Emboldened by the rosé, Pallot is buoyant and restless throughout. “I’m not feeling this setlist, Manchester,” she confesses. “How about I play the song I wrote for Kylie that took her to” – deep sigh – “number 32?” Fine by us, and ‘Better Than Today’ is a feisty, funked-up stomp. A new song, tentatively titled ‘Come To Me’ is crafted as a female riposte to the syrupy canon of blokey, seductive balladry and she pairs it with that ribald account of lust in the shadows, ‘Geek Love’. Perfect.
With five albums to pick from, Pallot can afford to take detours at will. Tonight she by-passes third album The Graduate entirely, and a delicate, solo reading of ‘Daphne and Apollo’ is the only song from Dear Frustrated Superstar. And with just one track from Year of the Wolf, she diverts most of her attention to her 2005 breakthrough Fires. “I haven’t played that in years,” she says after a thundering ‘Heart Attack’. “Tune”, confirms an onlooker by way of response. ‘Mr King’ is as tender and beautiful as ever, as is an encore of ‘Sophia’, where Pallot is taken aback as the crowd take up her offer to join her on the chorus.

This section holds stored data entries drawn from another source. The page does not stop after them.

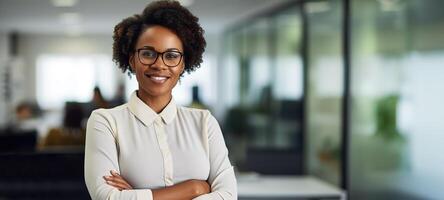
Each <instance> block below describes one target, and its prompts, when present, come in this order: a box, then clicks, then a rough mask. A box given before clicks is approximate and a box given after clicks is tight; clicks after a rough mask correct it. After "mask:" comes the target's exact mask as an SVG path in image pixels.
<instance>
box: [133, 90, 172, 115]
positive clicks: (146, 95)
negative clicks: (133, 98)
mask: <svg viewBox="0 0 444 200" xmlns="http://www.w3.org/2000/svg"><path fill="white" fill-rule="evenodd" d="M137 96H138V97H139V98H140V99H141V100H142V101H143V102H144V103H145V104H146V105H148V106H149V107H150V108H151V109H153V110H154V112H156V113H160V112H162V110H163V109H164V108H165V107H166V106H167V105H168V103H169V102H170V101H171V98H172V95H171V94H167V95H161V96H150V95H149V94H146V93H144V92H140V90H137Z"/></svg>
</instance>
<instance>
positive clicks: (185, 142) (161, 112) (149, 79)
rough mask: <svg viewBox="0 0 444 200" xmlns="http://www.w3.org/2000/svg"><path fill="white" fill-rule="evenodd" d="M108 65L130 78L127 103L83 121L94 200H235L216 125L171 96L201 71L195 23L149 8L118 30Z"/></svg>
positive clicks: (199, 49)
mask: <svg viewBox="0 0 444 200" xmlns="http://www.w3.org/2000/svg"><path fill="white" fill-rule="evenodd" d="M113 39H114V45H113V58H114V61H115V62H116V64H117V65H118V66H119V68H120V69H122V71H123V72H128V74H129V75H130V76H131V74H135V75H136V78H137V82H138V90H137V91H134V92H133V93H132V95H131V97H130V99H129V101H128V103H126V104H123V105H121V106H118V107H115V108H112V109H98V110H95V111H94V112H93V113H92V114H91V117H90V118H89V120H88V124H87V136H86V147H85V148H86V149H85V181H86V185H87V187H88V191H89V193H90V195H91V197H92V199H156V200H157V199H237V191H236V188H237V187H236V179H235V175H234V170H233V167H232V166H231V164H230V161H229V159H228V151H227V148H226V146H225V142H224V139H223V136H222V132H221V129H220V127H219V124H218V122H217V121H216V119H215V118H214V117H213V116H212V115H211V114H210V112H209V111H208V110H200V109H191V108H185V107H181V106H177V105H176V103H175V101H174V98H173V96H172V90H173V88H174V87H175V86H176V84H177V82H178V80H179V79H180V78H181V77H182V76H183V74H184V72H192V71H194V70H195V69H196V68H197V67H199V66H200V63H201V62H202V54H203V52H204V49H205V45H206V43H205V39H204V38H203V30H202V28H201V27H200V25H199V23H198V19H197V18H196V17H195V16H194V15H192V14H191V13H190V12H189V11H188V10H187V9H186V8H184V7H182V6H181V5H180V4H179V3H178V2H176V1H157V2H153V3H151V4H149V5H148V6H147V7H146V8H145V10H144V11H143V13H142V14H140V15H134V16H133V17H129V18H127V19H125V20H123V21H122V22H121V23H119V24H118V25H117V26H116V27H115V31H114V37H113Z"/></svg>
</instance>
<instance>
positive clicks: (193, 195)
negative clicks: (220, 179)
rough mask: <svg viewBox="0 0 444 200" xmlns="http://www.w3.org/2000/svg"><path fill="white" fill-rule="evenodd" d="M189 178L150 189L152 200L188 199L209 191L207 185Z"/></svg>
mask: <svg viewBox="0 0 444 200" xmlns="http://www.w3.org/2000/svg"><path fill="white" fill-rule="evenodd" d="M205 184H206V183H202V181H198V180H189V181H184V182H182V183H178V184H176V185H173V186H169V187H165V188H160V189H154V190H152V193H153V199H154V200H190V199H193V198H196V197H198V196H200V195H203V194H206V193H208V192H209V186H206V185H205Z"/></svg>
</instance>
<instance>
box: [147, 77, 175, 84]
mask: <svg viewBox="0 0 444 200" xmlns="http://www.w3.org/2000/svg"><path fill="white" fill-rule="evenodd" d="M145 76H146V77H148V78H149V79H150V80H151V81H152V82H154V83H157V84H162V83H165V81H166V80H167V79H168V78H169V77H165V76H154V75H152V76H151V75H145Z"/></svg>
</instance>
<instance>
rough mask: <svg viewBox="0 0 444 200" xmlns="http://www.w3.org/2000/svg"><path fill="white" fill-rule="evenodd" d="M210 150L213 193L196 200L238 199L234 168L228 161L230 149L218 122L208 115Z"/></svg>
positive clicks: (209, 148)
mask: <svg viewBox="0 0 444 200" xmlns="http://www.w3.org/2000/svg"><path fill="white" fill-rule="evenodd" d="M207 130H208V132H207V133H208V148H209V159H210V175H209V178H208V182H209V184H210V186H211V193H209V194H206V195H202V196H199V197H197V198H195V200H207V199H211V200H232V199H237V183H236V177H235V174H234V169H233V166H232V165H231V163H230V160H229V159H228V149H227V147H226V146H225V141H224V138H223V135H222V131H221V129H220V127H219V123H218V122H217V120H216V119H215V118H214V117H213V116H212V115H211V114H209V113H208V118H207Z"/></svg>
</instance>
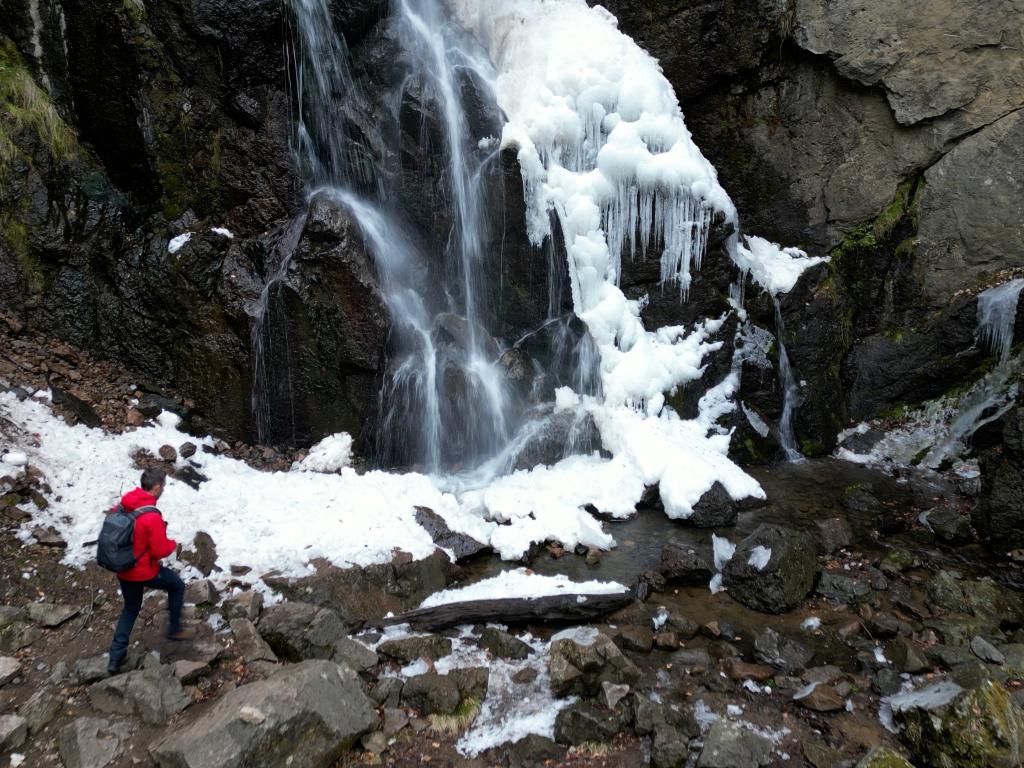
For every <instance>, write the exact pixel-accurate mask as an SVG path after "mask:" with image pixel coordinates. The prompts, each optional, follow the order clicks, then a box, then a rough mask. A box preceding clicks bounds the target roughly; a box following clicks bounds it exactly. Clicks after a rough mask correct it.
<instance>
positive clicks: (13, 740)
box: [0, 715, 29, 752]
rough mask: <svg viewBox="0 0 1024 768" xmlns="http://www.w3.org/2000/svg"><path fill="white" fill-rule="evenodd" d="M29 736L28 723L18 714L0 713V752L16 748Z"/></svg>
mask: <svg viewBox="0 0 1024 768" xmlns="http://www.w3.org/2000/svg"><path fill="white" fill-rule="evenodd" d="M28 736H29V724H28V722H26V720H25V718H23V717H20V716H18V715H0V752H9V751H10V750H16V749H17V748H18V746H20V745H22V744H24V743H25V739H26V738H28Z"/></svg>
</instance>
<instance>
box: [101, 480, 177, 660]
mask: <svg viewBox="0 0 1024 768" xmlns="http://www.w3.org/2000/svg"><path fill="white" fill-rule="evenodd" d="M166 482H167V473H166V472H164V471H163V470H160V469H147V470H145V471H144V472H142V480H141V482H140V483H139V485H140V487H137V488H135V489H134V490H130V492H128V493H127V494H125V495H124V496H123V497H122V498H121V506H123V507H124V508H125V509H127V510H129V511H134V510H136V509H139V508H140V507H156V506H157V500H158V499H160V495H161V494H163V493H164V485H165V484H166ZM176 549H177V544H176V543H175V542H174V540H173V539H168V538H167V523H166V522H164V518H163V516H162V515H161V514H160V512H159V511H157V510H156V509H154V510H152V511H145V512H143V513H142V514H140V515H139V516H138V517H137V518H135V542H134V547H133V551H134V553H135V560H136V562H135V565H134V567H132V568H129V569H128V570H125V571H122V572H120V573H118V581H119V582H120V583H121V594H122V595H123V596H124V600H125V606H124V608H123V609H122V611H121V618H119V620H118V627H117V630H115V632H114V642H113V643H111V652H110V654H109V655H108V659H109V660H108V665H106V671H108V672H110V673H111V674H112V675H115V674H117V672H118V671H119V670H120V669H121V665H123V664H124V660H125V655H126V654H127V653H128V639H129V638H130V637H131V631H132V628H133V627H134V626H135V620H136V618H138V612H139V610H141V608H142V594H143V593H144V592H145V590H146V589H155V590H163V591H164V592H166V593H167V604H168V607H169V609H170V614H171V617H170V622H169V623H168V626H167V638H168V639H169V640H188V639H190V638H191V637H193V633H191V632H189V631H187V630H183V629H182V628H181V605H182V603H183V602H184V597H185V585H184V582H182V581H181V579H180V577H178V574H177V573H175V572H174V571H173V570H171V569H170V568H167V567H164V566H162V565H161V564H160V560H161V558H164V557H167V556H168V555H170V554H172V553H173V552H174V551H175V550H176Z"/></svg>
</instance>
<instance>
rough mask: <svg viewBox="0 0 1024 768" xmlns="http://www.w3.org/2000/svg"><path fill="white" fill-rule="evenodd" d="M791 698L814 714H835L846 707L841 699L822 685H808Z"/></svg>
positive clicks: (835, 693) (828, 689) (826, 685)
mask: <svg viewBox="0 0 1024 768" xmlns="http://www.w3.org/2000/svg"><path fill="white" fill-rule="evenodd" d="M793 698H794V700H795V701H796V702H797V703H799V705H800V706H802V707H806V708H807V709H808V710H813V711H814V712H837V711H839V710H842V709H844V708H845V707H846V701H844V700H843V697H842V696H840V695H839V694H838V693H837V692H836V691H835V690H833V689H831V688H830V687H829V686H827V685H824V684H823V683H809V684H808V685H807V686H806V687H804V688H802V689H801V690H799V691H797V694H796V695H795V696H794V697H793Z"/></svg>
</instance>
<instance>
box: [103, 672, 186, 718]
mask: <svg viewBox="0 0 1024 768" xmlns="http://www.w3.org/2000/svg"><path fill="white" fill-rule="evenodd" d="M89 701H90V703H91V705H92V707H93V709H95V710H97V711H98V712H103V713H108V714H112V715H127V716H137V717H139V718H140V719H141V720H142V722H144V723H148V724H150V725H163V724H164V723H166V722H167V721H168V720H169V719H170V718H171V717H172V716H174V715H177V714H178V713H179V712H181V711H182V710H184V709H185V708H186V707H188V705H190V703H191V699H190V698H189V697H188V695H187V694H186V693H185V692H184V690H183V689H182V687H181V682H180V681H179V680H178V679H177V678H176V677H174V673H173V672H172V671H171V668H170V667H162V666H151V667H147V668H146V669H142V670H138V671H136V672H129V673H127V674H125V675H117V676H116V677H112V678H110V679H108V680H102V681H100V682H98V683H93V684H92V685H90V686H89Z"/></svg>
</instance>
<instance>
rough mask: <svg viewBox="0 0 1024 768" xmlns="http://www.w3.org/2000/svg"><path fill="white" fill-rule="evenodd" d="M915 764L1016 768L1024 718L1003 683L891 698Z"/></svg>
mask: <svg viewBox="0 0 1024 768" xmlns="http://www.w3.org/2000/svg"><path fill="white" fill-rule="evenodd" d="M890 706H891V707H892V711H893V719H894V721H895V722H896V723H897V724H898V725H901V726H902V727H903V739H904V741H905V742H906V744H907V745H908V746H909V748H910V753H911V755H912V758H913V762H914V763H921V764H924V765H942V766H948V767H949V768H973V767H974V766H1000V765H1017V764H1019V762H1020V756H1021V755H1022V754H1024V712H1022V711H1021V709H1020V708H1019V707H1018V706H1017V705H1016V703H1015V702H1014V701H1013V699H1012V698H1011V697H1010V694H1009V693H1008V692H1007V690H1006V689H1005V688H1004V687H1002V686H1001V685H999V684H998V683H992V682H984V683H982V684H981V685H979V686H978V687H977V688H975V689H973V690H965V689H964V688H962V687H961V686H958V685H956V684H955V683H953V682H950V681H942V682H939V683H936V684H934V685H930V686H928V687H927V688H923V689H921V690H918V691H913V692H910V693H903V694H898V695H896V696H893V697H892V698H890Z"/></svg>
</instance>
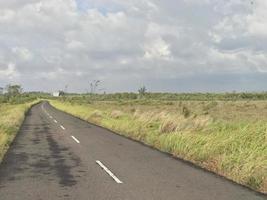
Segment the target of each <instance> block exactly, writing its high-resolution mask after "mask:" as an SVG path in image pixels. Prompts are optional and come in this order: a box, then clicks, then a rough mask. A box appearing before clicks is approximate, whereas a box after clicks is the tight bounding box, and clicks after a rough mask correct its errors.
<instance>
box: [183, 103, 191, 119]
mask: <svg viewBox="0 0 267 200" xmlns="http://www.w3.org/2000/svg"><path fill="white" fill-rule="evenodd" d="M182 113H183V115H184V117H185V118H187V117H189V116H190V110H189V109H188V108H187V107H186V106H183V108H182Z"/></svg>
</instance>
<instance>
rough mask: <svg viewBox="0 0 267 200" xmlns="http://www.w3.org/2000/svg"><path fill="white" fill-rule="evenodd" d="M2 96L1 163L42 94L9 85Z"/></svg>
mask: <svg viewBox="0 0 267 200" xmlns="http://www.w3.org/2000/svg"><path fill="white" fill-rule="evenodd" d="M6 91H7V92H6V93H5V94H2V95H0V163H1V160H2V159H3V157H4V155H5V153H6V151H7V149H8V148H9V145H10V144H11V143H12V141H13V139H14V138H15V136H16V134H17V132H18V130H19V128H20V125H21V124H22V122H23V120H24V116H25V113H26V112H27V111H28V109H29V108H30V107H31V106H32V105H33V104H35V103H37V102H38V101H39V100H38V98H39V97H40V96H41V95H42V94H41V93H24V94H22V88H21V86H19V85H8V86H7V89H6Z"/></svg>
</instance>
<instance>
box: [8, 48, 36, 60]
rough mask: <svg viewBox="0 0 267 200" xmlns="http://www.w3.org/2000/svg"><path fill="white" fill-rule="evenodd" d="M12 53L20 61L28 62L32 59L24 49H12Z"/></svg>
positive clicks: (28, 52) (15, 48)
mask: <svg viewBox="0 0 267 200" xmlns="http://www.w3.org/2000/svg"><path fill="white" fill-rule="evenodd" d="M12 52H13V53H14V54H15V55H16V56H17V57H18V59H20V60H22V61H30V60H32V59H33V55H32V53H31V52H30V50H29V49H27V48H25V47H13V48H12Z"/></svg>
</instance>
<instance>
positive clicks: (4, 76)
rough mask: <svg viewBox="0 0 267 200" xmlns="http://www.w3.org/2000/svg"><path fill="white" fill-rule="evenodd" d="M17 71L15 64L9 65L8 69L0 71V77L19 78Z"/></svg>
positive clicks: (11, 78)
mask: <svg viewBox="0 0 267 200" xmlns="http://www.w3.org/2000/svg"><path fill="white" fill-rule="evenodd" d="M18 75H19V74H18V72H17V70H16V65H15V64H14V63H9V64H8V66H7V68H6V69H0V77H2V76H3V77H7V78H8V79H13V78H16V77H17V76H18Z"/></svg>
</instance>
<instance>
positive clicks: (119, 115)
mask: <svg viewBox="0 0 267 200" xmlns="http://www.w3.org/2000/svg"><path fill="white" fill-rule="evenodd" d="M51 104H52V105H53V106H55V107H56V108H58V109H60V110H63V111H65V112H68V113H71V114H73V115H75V116H77V117H80V118H82V119H84V120H87V121H90V122H93V123H95V124H98V125H101V126H104V127H107V128H109V129H111V130H114V131H116V132H118V133H119V134H122V135H124V136H127V137H130V138H132V139H135V140H138V141H141V142H143V143H145V144H147V145H149V146H153V147H155V148H157V149H159V150H161V151H164V152H168V153H170V154H172V155H174V156H177V157H179V158H182V159H185V160H188V161H191V162H193V163H195V164H196V165H199V166H201V167H203V168H206V169H208V170H210V171H213V172H216V173H218V174H220V175H222V176H225V177H227V178H229V179H232V180H234V181H236V182H238V183H241V184H243V185H246V186H249V187H251V188H253V189H255V190H258V191H261V192H264V193H266V192H267V102H266V101H157V100H124V101H121V100H120V101H88V103H85V102H84V101H82V100H81V101H80V103H79V101H78V100H77V99H76V101H75V103H73V102H70V101H68V100H65V101H59V100H52V101H51Z"/></svg>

It wouldn’t be a Nerina Pallot show, of course, without a series of lengthy comic asides and wayward observations. Even without the wine, she’s a blast. Tonight, crossing the road for a crack at the Comedy Store’s open mic night would have been largely risk-free. She tells a painfully funny tale of an ex whose southern state upbringing had led him to conceal his homosexuality until Pallot found his online Grindr profile – one supported by a profile pic of his penis. “Er, is that how you recognised him, then?” inquires bassist Mark Ferguson. Elsewhere, she has a pop at David Cameron and Tony Blair (“They’re both Scottish, you know. Let’s just give the fuckers their independence and maybe they’ll stop sending us shit prime ministers.”), inadvertently reveals her secret plans to take her husband to Amsterdam for his birthday, and confesses how she really feels about the bridesmaid dress her cousin is making her wear (“I mean, how many women get up and go ‘Hmm, lilac. That’ll make me look good’?”)
After telling us for the umpteenth time how much she loves us (“She says that every night,” deadpans Ferguson), you remember: this is Nerina Pallot, and she doesn’t do bullshit in the same way she doesn’t do proper. “You know,” she says, “it genuinely blows my mind that after all these years people still come out and pay money to see me play.” And if that isn’t an indicator of the deep and affectionate bond between Pallot and her unwavering audience, what is? Of course, as she prepares to close the main set proper with a storming ‘Put Your Hands Up’, she can’t resist pulling the rug one more time: “Are you bored?” We indicate otherwise. “Seriously? Are you sure? It’s just that, gigs these days – you go to see someone you like and they don’t play your favourites and after four songs I’m like, fuck this.” Not, by any standards, a reflection of tonight’s show, where Pallot confirms once more that if you play with care and a generosity of spirit some way beyond the norm (not ignoring the two hour-nudging set length), no one’s dozing off or scarpering. And as we all know, the grape don’t lie. Drunk in love but sober as a judge. Long may her very improper conduct continue.